L.S. : Pouvons-nous avoir confiance dans les médias sociaux ?
A.H. : À cela, je vous répondrai par une autre question : pouvons-nous faire confiance aux médias en général ? L’histoire nous a montré que ce n’était pas toujours possible. Les journalistes font des erreurs. Comme pour notre rapport aux médias, ce qu’il faut, concernant les médias sociaux, c’est en devenir des consommateurs intelligents. Les médias sociaux sont entrés dans nos vies. Ils font partie de notre existence. Et ce n’est pas tant parce que nous aimons Facebook ou Twitter, mais plutôt parce que, plus que tout, nous aimons rester en contact les uns avec les autres. Nous aimons être sociables ; nous sommes des animaux sociaux.
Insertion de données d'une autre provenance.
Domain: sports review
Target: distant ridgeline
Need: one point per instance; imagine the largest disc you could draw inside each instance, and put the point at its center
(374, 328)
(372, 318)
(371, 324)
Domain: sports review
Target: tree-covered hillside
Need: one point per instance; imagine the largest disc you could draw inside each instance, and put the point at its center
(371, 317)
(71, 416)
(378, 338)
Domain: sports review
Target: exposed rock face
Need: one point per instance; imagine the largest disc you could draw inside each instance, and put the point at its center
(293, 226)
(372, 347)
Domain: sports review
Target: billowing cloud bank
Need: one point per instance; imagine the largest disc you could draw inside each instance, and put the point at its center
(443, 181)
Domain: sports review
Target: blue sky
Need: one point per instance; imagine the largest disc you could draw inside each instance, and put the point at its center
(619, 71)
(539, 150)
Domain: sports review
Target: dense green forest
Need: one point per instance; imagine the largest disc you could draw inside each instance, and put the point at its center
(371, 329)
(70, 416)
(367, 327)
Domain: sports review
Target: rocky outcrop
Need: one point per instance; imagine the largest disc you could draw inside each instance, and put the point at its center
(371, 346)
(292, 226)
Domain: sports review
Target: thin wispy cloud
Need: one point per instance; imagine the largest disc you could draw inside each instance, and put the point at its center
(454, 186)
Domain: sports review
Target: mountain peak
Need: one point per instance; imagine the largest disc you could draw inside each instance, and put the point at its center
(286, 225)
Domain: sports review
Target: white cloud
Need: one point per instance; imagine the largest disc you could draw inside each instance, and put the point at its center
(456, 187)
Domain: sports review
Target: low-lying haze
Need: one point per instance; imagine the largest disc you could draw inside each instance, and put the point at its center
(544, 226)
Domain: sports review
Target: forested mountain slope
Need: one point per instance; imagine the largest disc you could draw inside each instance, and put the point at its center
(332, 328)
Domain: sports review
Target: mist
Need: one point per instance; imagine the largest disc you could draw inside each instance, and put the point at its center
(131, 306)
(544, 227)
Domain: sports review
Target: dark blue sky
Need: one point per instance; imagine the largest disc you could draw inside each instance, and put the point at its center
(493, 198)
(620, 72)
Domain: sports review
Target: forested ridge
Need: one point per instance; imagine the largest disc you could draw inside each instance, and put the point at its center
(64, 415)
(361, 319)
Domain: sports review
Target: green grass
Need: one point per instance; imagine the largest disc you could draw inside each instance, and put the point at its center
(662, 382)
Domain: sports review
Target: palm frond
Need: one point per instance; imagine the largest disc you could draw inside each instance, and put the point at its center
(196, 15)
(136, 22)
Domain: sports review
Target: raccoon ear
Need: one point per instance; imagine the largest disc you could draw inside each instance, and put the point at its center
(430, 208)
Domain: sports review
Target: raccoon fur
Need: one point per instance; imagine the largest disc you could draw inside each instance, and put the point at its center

« Un outil, une source parmi tant d’autres »
L.S. : Les nouvelles technologies ont modifié la manière de travailler des journalistes. La plupart s’y réfèrent aujourd’hui…
A.H. : Les médias sociaux sont devenus incontournables. Les médias ont pour obligation d’en parler. Ce serait une erreur de fermer les yeux sur le pouvoir des médias sociaux aujourd’hui. Les journalistes doivent cependant se montrer prudents. De fausses informations circulent sur le net, des faux comptes d’utilisateurs existent. Tous les éléments repris doivent être vérifiés et interprétés comme n’importe quelle autre information. Il ne s’agit pas de diaboliser les médias sociaux. Ils ne sont qu’un outil, une source aussi, parmi tant d’autres.
L.S. : N’importe qui de nos jours peut diffuser de l’information. Avons-nous encore besoin des journalistes ou est-ce le début de la fin de cette profession?
A.H. : Les médias sociaux ont bouleversé notre rapport aux nouvelles, c’est certain. Elles ne sont plus un produit qu’on consomme le matin dans les journaux ou le soir à la télé. On a plongé dans l’ère de l’instantanéité. On découvre les événements au moment où ils se produisent. Pour autant, nous avons besoin d’observateurs qui prennent le recul nécessaire pour décortiquer ces flots d’informations, pour nous expliquer le sens des nouvelles et en quoi elles sont importantes, pour nous les replacer dans leur contexte. Tel est le rôle désormais des journalistes. On n’attend plus d’eux qu’ils nous apprennent ce qui s’est passé la veille, puisqu’on le sait déjà. Je suis confiant, les journalistes ont encore leur place dans notre société.